I’ve talked about causal discovery using regression and noise independence test in [7]. Here is one another more example. In a CV paper [8], the authors want to determine the arrow of time given video frames. They model the time series’ next value as a linear function of the past two values plus additive independent noise. The final result shows that the forward-time series has a higher independence test p-value than the backward-time series. (A high p-value means we cannot reject the null hypothesis that the noise is independent of the input.) They only keep the data as valid time-series if the noise in the regression model for one direction at least is non-Gaussian, determined by a normality test. The noise independence test is “based on an estimate of the Hilbert-Schmidt norm of the cross-covariance operator between two reproducing kernel Hilbert spaces associated with the two variables whose in- dependence we are testing”.
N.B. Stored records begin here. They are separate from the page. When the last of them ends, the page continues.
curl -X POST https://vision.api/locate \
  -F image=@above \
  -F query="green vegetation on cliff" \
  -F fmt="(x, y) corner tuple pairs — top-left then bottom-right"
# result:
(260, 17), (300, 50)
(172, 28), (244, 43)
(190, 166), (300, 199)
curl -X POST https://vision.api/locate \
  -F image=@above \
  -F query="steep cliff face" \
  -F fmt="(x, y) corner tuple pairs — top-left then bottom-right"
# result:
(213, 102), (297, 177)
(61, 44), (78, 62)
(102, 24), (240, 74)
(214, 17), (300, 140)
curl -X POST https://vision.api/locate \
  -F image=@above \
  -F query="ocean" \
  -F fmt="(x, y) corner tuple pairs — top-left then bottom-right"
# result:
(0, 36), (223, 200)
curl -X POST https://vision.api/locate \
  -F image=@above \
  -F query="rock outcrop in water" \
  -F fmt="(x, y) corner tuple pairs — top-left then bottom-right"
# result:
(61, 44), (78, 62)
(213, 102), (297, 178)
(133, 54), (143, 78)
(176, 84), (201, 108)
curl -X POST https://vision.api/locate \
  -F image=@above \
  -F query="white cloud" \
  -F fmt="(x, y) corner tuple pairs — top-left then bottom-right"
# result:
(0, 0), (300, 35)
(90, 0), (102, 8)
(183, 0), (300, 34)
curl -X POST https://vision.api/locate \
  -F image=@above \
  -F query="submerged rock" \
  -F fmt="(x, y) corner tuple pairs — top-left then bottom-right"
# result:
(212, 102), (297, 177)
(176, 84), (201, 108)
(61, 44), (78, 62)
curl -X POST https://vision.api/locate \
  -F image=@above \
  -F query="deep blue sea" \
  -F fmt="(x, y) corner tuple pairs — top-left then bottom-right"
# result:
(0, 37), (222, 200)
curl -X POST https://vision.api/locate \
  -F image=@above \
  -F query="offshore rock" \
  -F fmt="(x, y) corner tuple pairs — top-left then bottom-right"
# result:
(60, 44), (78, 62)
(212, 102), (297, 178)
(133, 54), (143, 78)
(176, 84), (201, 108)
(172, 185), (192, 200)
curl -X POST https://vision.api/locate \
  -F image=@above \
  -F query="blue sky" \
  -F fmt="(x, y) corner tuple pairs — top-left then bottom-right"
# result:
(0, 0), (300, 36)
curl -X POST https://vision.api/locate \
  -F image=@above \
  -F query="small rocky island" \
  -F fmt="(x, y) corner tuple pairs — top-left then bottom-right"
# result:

Another interesting idea about causal discovery is causal invariant prediction. The goal of causal invariant prediction is to find all parents that cause a variable of interest $Y$ among all possible features $\{X_1, X_2, \cdots, X_p\}$ . The core assumption of causal invariant prediction is that in a SCM and any inventional distribution based on it, $P(Y|PA_Y)$ remains invariant if the structural equation for $Y$ does not change. Therefore based on data from different SCMs of the same set of variables (which can be observational data or interventional experiments), we can try to fit a linear regression $Y \leftarrow \sum\limits_{k\in S}\gamma_k X_k + \epsilon_Y$ for every feature subset $S \subset \{X_1, X_2, \cdots, X_p\}$ for each SCM. Across different SCMs, we would find all $S$ ‘s which lead to the same estimation of $\gamma_k, k \in S$ . Then the parent of $Y$ is the intersection of all the filtered $S$ ‘s because the interaction features’s relationship to $Y$ remains invariant all the time, satisfying our assumption of causal invariant prediction. [9] applies causal invariant prediction on gene perturbation experiments and I find the example in Table 1 is very illustrative.